GE does not disclose how much revenue it has gleaned from the government stimulus program. So far, the returns appear to have been modest, relative to GE's $182.5 billion of revenue in 2008. Nine months after Mr. Obama signed the stimulus bill, about half the federal money has been allocated. Most of it went to initiatives like individual tax cuts and aid to states, which don't directly benefit GE's businesses.
Mr. Immelt said last month that GE won't see a bigger impact on its revenues from stimulus spending until the current quarter, at the earliest. "We have a couple billion dollars of orders already into it," he said. "That's not just the U.S. It's China and other countries."
The effort could be hampered if Congress or the administration, anxious about rising unemployment and a growing deficit, decides to cut back on stimulus programs or redirect money toward job-creating measures less beneficial to GE, such as employer-tax credits.

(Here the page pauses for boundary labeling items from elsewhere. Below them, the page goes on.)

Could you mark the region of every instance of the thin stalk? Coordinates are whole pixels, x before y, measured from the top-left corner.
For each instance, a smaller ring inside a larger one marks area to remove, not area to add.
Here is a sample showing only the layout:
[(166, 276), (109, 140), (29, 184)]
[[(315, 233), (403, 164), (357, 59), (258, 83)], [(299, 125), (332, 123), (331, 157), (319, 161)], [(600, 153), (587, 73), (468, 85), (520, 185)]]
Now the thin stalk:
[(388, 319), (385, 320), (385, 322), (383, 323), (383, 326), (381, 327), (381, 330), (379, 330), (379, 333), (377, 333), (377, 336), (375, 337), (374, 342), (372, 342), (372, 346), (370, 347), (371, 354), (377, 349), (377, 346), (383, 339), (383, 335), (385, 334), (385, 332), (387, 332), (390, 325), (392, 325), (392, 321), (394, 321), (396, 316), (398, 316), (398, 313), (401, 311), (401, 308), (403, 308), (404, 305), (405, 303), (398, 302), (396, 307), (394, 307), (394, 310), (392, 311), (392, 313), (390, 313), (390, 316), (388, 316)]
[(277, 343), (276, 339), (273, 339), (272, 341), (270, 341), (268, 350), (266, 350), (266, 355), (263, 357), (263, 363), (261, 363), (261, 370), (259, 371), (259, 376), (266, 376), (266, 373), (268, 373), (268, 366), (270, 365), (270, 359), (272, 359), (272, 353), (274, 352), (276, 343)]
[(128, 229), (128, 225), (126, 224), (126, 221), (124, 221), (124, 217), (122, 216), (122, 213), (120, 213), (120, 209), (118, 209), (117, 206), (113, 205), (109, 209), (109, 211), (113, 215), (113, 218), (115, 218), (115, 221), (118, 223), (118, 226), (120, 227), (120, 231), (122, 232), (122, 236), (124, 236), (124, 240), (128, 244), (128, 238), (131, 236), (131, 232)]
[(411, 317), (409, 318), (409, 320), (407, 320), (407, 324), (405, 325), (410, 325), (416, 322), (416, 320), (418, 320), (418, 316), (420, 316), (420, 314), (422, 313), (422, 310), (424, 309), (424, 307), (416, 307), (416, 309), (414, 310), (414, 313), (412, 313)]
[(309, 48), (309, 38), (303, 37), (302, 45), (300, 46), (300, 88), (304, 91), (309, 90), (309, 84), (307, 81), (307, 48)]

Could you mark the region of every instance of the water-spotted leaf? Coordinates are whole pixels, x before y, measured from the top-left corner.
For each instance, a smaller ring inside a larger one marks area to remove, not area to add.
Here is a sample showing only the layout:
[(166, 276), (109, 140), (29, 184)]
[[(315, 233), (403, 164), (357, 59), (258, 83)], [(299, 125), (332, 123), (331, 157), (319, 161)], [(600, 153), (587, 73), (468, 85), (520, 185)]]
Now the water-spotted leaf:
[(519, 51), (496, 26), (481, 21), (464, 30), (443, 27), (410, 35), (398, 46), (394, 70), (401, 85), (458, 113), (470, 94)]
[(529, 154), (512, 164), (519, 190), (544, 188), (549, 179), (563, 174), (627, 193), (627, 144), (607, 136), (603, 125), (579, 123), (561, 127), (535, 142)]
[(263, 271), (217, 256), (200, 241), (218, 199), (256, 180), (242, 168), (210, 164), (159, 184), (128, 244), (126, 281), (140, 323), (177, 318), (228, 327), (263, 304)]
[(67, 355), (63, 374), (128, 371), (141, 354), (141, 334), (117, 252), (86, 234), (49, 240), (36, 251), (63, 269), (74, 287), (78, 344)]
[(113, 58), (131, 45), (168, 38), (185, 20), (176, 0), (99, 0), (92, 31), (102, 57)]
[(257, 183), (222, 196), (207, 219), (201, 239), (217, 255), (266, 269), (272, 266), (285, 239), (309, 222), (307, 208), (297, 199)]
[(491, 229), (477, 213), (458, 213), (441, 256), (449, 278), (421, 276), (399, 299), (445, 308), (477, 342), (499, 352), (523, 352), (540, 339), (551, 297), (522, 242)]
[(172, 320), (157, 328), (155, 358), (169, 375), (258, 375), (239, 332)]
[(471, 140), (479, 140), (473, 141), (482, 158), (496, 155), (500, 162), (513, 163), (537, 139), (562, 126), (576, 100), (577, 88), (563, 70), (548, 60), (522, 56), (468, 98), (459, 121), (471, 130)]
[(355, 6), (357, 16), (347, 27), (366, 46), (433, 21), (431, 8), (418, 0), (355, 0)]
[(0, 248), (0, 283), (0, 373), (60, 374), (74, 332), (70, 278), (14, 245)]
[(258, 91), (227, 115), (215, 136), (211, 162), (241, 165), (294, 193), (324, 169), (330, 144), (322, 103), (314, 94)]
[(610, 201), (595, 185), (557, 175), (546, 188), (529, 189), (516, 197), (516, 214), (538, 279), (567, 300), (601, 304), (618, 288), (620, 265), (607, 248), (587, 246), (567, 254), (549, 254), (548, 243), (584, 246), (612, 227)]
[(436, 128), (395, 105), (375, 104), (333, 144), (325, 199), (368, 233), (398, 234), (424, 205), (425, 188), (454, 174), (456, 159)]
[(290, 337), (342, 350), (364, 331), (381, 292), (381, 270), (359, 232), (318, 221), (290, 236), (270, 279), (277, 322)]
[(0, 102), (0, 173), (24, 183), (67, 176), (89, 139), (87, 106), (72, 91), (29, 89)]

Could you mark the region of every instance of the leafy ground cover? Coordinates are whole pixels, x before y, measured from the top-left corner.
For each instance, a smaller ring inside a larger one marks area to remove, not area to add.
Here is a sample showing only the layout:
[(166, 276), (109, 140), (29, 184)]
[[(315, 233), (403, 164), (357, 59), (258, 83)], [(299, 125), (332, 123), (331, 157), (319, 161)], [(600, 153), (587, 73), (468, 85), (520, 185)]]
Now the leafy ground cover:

GE shares have rallied in November on signs that troubles in the company's finance unit could be easing. But some analysts question the company's projections for added revenue from stimulus projects.
"We remain very skeptical on the stimulus, overall," says Scott Davis, an analyst at Morgan Stanley. He says GE's estimates of what it could reap from the stimulus programs is "way too high." Mr. Davis and other analysts at Morgan Stanley say they expect only $30 billion of the stimulus plan's $275 billion infrastructure spending to flow this year.
Asked last month if its government-contracting estimates were too optimistic, Mr. Immelt replied: "We'll see. We'll keep the target out there."